Montag, 20. März 2023

Stéphane Pradines: Historische Moscheen zwischen Timbuktu und Sansibar


Stéphane Pradines

Historic Mosques
in Sub-Saharan Africa

From Timbuktu to Zanzibar

  • Handbook of Oriental Studies. Section 1 The Near and Middle East, Band: 163

  • Leiden: Brill 2022, 320 pp., illustr., index

    This book is the first comprehensive synthesis on mosques in sub-Saharan Africa, bringing together sites from more than twenty states from sub-Saharan Africa; and more than 285 monuments, from the IXth to the XIXth centuries.
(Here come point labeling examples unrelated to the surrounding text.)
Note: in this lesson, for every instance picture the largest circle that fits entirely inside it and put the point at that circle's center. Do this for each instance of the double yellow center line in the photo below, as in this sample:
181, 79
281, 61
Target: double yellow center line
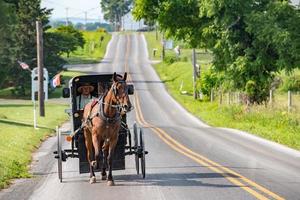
237, 179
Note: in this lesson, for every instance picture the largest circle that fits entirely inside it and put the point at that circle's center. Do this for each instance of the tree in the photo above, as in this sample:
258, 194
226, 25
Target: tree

This monograph is divided into three large geographical areas, from the earthen mosques of West Africa, to the Nile Valleys and the Horn of Africa, and to the Indian Ocean shores and Swahili coral stone mosques. This book is a statement that African mosques demonstrate cultural links with North Africa, Arabia, Persia and India, these monuments are unique in the history of Islamic architecture, and they belong to our World Heritage.

    Vgl. zur Thematik:
    >>> Weltkulturerbe Timbuktu / Tombouctou >>>
    Maghreb, Arabische Welt, Ost-Afrika, Türkei, Mittelost bis Ost-Asien:
    Länderauswahl A-Z

  • Author: Stéphane Pradines, (Ph.D. in Islamic Archaeology from Sorbonne University, Paris, 2001), is Professor of Islamic Art, Architecture and Archaeology at the Institute for the Study of Muslim Civilizations, Aga Khan University, London and an archaeologist working in Egypt, East Africa, Pakistan and the Maldives.
    He is a specialist of Muslim warfare in the medieval Middle East and Muslim trade in the Indian Ocean. Professor Pradines is the Editor-in-Chief of the Open Access Journal of Muslim Material Cultures. Prior to joining the Aga Khan University in 2012, he oversaw the Islamic Archaeology Department at the French Institute in Cairo. His publications include Fortifications et urbanisation en Afrique orientale, 2004, Gedi, une cité portuaire swahilie, 2010, Earthen Architecture in Muslim Cultures: Historical and Anthropological Perspectives, 2018, and Ports and Forts of the Muslims. Coastal Military Architecture, from the Arab Conquest to the Ottoman Period, 2020.